Facts About Food Poisoning and Cross-Contamination
Victims do not have to ingest that specific food to be infected by dangerous pathogens in it. Cross-contamination is a common cause of foodborne illness. It is literally impossible to prevent cross-contamination simply because bacteria are so incredibly tiny; each is about 0.002 microns.
Pathogenic bacteria are colorless, tasteless, and odorless. The infectious dose, especially for children, is extremely small. For this reason, once these bacteria are introduced into the home environment they poses a very significant risk no matter how carefully you handle the food itself. If you wash a contaminated food and one drop splatters onto the countertop, and that drop contains bacteria, it can contaminate anything that later touches that countertop.
No house, restaurant, or facility can ever be cleaned well enough to get rid of dangerous pathogens introduced by contaminated food. Cross-contamination can be as simple as a pet, who ate adulterated food and is now a perfectly healthy carrier of bacteria, walking across a carpet. If a child sits on that carpet and touches his mouth, or another person pets the animal and touches the child, he can become sick from that bacteria.
Bacteria can also become aerosolized and float through the air. That is why negligent manufacturers are held responsible when dangerous bacteria are introduced into a product and make their way into homes.

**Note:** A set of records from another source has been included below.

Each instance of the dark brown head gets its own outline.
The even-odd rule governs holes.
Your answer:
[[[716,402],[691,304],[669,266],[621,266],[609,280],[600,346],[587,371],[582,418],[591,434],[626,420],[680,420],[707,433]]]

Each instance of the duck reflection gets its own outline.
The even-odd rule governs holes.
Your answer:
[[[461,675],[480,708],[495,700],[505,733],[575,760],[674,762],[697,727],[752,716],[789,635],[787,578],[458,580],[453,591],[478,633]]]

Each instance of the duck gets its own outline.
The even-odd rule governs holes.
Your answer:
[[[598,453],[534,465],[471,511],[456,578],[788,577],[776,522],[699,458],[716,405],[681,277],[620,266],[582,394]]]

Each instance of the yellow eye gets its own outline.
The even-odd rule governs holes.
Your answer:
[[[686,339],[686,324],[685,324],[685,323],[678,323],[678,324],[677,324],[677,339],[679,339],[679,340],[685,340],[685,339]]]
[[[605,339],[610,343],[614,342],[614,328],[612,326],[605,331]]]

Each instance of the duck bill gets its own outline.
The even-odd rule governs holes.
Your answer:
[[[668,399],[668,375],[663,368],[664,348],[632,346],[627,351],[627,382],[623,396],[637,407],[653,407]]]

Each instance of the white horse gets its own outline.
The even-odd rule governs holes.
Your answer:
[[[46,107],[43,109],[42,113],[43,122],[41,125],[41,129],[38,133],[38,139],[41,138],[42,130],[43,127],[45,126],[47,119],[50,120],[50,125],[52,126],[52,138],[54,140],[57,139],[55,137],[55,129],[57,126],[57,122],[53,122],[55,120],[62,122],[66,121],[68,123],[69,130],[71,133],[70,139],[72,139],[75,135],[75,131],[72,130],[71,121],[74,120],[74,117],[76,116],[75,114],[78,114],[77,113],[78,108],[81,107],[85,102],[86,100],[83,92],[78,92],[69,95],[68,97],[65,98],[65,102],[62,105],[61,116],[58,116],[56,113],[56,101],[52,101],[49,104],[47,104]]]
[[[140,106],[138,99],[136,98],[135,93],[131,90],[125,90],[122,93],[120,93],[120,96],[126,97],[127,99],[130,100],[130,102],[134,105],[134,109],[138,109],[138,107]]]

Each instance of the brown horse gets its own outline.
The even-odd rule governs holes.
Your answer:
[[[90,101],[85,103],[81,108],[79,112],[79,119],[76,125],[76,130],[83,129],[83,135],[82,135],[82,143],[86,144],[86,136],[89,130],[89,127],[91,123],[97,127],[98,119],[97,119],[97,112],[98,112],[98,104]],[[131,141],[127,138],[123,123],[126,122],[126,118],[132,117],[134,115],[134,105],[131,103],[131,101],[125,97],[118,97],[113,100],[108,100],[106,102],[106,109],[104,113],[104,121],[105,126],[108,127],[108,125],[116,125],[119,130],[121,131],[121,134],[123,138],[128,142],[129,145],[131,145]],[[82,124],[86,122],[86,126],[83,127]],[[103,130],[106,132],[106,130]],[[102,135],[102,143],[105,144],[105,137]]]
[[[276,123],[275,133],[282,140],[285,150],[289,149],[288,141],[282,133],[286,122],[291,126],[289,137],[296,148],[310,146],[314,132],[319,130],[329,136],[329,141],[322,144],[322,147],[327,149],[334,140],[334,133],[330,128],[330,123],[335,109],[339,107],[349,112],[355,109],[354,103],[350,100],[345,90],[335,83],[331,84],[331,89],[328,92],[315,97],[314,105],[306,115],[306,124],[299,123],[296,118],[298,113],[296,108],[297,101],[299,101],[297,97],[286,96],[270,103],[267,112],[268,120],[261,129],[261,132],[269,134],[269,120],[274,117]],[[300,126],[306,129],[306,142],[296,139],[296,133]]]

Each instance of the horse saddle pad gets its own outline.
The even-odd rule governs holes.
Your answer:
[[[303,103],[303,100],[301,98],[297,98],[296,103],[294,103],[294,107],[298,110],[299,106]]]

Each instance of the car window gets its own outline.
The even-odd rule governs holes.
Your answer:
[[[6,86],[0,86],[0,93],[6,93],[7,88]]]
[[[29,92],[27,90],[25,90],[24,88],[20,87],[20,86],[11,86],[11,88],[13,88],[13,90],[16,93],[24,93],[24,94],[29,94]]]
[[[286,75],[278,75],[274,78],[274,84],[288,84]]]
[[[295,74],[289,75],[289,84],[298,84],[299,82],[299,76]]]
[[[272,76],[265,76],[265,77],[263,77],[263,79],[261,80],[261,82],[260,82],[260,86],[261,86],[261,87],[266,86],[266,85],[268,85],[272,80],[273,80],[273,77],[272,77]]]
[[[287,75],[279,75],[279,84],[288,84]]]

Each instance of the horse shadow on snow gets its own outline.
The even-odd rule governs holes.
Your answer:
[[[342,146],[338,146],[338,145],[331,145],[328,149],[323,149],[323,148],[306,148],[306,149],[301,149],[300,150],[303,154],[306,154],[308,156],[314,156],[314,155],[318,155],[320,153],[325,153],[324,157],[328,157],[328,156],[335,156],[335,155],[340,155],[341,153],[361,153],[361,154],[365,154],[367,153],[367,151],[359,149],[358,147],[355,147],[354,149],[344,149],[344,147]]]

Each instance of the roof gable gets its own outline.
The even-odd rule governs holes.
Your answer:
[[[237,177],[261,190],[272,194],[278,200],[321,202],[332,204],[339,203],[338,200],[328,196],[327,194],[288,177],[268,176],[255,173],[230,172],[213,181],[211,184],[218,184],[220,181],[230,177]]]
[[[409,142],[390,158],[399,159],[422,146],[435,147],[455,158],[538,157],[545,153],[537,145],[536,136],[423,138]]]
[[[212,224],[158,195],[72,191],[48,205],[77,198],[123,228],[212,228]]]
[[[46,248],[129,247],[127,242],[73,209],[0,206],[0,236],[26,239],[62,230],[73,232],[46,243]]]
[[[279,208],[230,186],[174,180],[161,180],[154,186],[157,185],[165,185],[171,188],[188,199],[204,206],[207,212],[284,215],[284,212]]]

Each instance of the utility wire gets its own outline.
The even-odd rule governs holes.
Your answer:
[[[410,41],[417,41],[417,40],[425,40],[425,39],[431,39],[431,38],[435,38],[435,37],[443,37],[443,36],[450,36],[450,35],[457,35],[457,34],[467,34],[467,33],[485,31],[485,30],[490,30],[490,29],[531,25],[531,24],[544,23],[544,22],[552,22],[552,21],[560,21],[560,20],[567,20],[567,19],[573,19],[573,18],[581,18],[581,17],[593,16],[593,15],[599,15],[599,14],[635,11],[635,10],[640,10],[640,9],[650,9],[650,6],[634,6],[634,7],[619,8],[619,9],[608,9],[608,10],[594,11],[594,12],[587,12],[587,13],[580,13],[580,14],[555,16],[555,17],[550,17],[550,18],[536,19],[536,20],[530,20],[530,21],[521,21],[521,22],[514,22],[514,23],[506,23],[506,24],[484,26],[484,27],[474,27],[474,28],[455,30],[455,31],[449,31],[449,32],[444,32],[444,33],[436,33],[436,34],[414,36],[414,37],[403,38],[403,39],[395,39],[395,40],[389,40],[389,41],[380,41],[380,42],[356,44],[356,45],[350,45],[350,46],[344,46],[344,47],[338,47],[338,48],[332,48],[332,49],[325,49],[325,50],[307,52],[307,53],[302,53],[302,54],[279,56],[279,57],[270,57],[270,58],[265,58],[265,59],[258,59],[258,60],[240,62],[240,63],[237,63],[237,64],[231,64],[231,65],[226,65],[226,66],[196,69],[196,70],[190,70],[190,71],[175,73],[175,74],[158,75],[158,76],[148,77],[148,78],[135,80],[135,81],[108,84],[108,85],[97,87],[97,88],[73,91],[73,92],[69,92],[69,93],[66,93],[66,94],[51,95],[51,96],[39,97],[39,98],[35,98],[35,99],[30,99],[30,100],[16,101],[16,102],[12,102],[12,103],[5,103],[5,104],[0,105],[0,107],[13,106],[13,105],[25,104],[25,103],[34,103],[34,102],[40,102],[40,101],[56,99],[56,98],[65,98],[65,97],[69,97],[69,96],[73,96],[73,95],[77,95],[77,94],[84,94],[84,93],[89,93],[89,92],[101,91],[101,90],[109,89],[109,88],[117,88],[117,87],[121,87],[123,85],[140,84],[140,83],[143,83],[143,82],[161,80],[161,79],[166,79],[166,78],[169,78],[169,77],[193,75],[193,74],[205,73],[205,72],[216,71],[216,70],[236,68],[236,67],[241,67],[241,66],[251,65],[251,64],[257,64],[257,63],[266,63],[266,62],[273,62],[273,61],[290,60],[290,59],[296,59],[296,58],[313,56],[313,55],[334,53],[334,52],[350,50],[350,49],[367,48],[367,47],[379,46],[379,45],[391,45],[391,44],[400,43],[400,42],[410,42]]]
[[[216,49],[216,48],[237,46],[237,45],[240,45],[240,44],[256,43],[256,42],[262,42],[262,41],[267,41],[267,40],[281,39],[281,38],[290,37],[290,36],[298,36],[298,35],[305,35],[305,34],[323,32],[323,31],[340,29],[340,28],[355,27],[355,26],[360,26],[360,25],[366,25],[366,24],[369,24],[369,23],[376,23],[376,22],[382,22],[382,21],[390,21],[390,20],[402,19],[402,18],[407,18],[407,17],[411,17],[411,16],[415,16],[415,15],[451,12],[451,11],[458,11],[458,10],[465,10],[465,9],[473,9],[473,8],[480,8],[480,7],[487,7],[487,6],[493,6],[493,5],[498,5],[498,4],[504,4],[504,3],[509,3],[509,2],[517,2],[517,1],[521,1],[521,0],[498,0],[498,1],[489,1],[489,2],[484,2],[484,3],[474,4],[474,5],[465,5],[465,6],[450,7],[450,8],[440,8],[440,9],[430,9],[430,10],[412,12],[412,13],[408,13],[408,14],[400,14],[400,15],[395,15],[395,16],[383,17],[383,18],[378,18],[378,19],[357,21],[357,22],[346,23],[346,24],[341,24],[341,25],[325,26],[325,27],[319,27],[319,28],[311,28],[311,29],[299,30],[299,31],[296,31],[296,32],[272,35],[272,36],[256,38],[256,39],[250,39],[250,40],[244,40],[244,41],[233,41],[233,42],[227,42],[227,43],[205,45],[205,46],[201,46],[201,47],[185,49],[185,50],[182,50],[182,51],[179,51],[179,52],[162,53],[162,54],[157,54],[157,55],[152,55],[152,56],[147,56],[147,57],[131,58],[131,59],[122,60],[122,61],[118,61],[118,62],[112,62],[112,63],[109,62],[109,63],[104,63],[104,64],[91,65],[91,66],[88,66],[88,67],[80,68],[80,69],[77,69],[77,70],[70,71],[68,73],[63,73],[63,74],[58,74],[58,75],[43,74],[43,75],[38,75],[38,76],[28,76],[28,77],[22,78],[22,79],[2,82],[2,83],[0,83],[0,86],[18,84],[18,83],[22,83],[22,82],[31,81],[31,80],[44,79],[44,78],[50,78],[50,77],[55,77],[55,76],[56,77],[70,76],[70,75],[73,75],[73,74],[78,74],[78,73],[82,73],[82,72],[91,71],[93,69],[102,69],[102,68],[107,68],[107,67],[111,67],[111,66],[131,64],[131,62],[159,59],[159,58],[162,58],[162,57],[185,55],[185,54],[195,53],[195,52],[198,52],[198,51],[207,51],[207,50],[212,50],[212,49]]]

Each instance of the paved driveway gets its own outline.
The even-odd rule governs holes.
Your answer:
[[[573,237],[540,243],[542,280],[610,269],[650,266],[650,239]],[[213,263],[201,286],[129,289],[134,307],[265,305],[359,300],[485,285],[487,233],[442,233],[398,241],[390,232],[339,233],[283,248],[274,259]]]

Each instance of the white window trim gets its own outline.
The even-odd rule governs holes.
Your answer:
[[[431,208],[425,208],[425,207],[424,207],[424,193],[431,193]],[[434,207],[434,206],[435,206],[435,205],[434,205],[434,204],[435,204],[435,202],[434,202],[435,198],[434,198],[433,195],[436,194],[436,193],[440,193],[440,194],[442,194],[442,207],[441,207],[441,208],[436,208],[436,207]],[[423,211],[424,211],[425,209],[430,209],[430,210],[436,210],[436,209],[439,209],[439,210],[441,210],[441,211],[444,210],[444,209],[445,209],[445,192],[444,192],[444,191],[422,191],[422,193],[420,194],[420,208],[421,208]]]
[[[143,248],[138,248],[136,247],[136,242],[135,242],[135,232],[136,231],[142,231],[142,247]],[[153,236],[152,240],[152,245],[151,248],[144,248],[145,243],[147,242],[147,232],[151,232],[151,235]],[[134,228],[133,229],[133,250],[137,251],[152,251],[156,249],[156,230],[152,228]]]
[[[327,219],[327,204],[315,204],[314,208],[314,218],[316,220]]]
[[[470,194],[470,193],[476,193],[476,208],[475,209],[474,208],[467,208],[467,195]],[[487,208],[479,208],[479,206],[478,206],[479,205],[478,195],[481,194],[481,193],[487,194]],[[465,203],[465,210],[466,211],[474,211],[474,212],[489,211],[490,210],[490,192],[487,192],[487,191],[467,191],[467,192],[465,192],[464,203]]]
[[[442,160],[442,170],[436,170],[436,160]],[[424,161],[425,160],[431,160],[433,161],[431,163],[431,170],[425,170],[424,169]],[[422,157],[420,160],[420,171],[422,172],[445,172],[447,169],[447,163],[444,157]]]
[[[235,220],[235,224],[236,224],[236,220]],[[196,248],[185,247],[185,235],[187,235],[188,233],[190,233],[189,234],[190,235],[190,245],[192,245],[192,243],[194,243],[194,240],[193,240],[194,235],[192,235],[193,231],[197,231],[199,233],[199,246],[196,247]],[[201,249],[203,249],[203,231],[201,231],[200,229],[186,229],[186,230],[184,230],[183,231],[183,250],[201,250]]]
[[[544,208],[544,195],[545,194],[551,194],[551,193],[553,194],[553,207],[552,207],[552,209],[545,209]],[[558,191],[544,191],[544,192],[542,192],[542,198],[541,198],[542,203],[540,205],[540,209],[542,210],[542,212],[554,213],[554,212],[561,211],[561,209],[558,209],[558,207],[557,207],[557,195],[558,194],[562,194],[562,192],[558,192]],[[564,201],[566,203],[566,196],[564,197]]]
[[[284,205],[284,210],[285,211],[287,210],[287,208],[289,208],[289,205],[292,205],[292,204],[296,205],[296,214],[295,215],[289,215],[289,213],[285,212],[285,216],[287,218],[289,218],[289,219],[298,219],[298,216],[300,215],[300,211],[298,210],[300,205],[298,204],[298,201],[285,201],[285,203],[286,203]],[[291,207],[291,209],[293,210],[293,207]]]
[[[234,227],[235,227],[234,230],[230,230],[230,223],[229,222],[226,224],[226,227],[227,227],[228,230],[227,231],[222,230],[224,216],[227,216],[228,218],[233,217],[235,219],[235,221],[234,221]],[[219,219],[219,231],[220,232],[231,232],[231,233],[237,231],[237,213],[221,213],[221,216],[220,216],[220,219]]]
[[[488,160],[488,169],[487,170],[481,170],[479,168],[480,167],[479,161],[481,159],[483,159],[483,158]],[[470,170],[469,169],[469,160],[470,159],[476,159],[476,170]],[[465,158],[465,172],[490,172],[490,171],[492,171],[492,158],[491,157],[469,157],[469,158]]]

Facts About Food Poisoning and the Law
Victims of foodborne illness and their families often sue the manufacturer who produced the adulterated food, and anyone in the chain of command who handled or sold the food. This is the only recourse these people have against huge multinational corporations.
Medical bills from foodborne illness can skyrocket into millions of dollars very quickly. No one who sues after a serious foodborne illness is in it for a paycheck. Complications from foodborne illness can bankrupt a family, cause lifelong health problems, and inflict severe emotional distress.
After a foodborne illness, a patient’s lifespan can be shortened, and he may have serious physical complications that restrict his life until he dies. Some patients will never fulfill their innate abilities and role in society. In a democracy, a lawsuit filed by injured individuals is a critical check on corporations to make sure they follow the law of the land.
And now you know the facts about food poisoning and the law.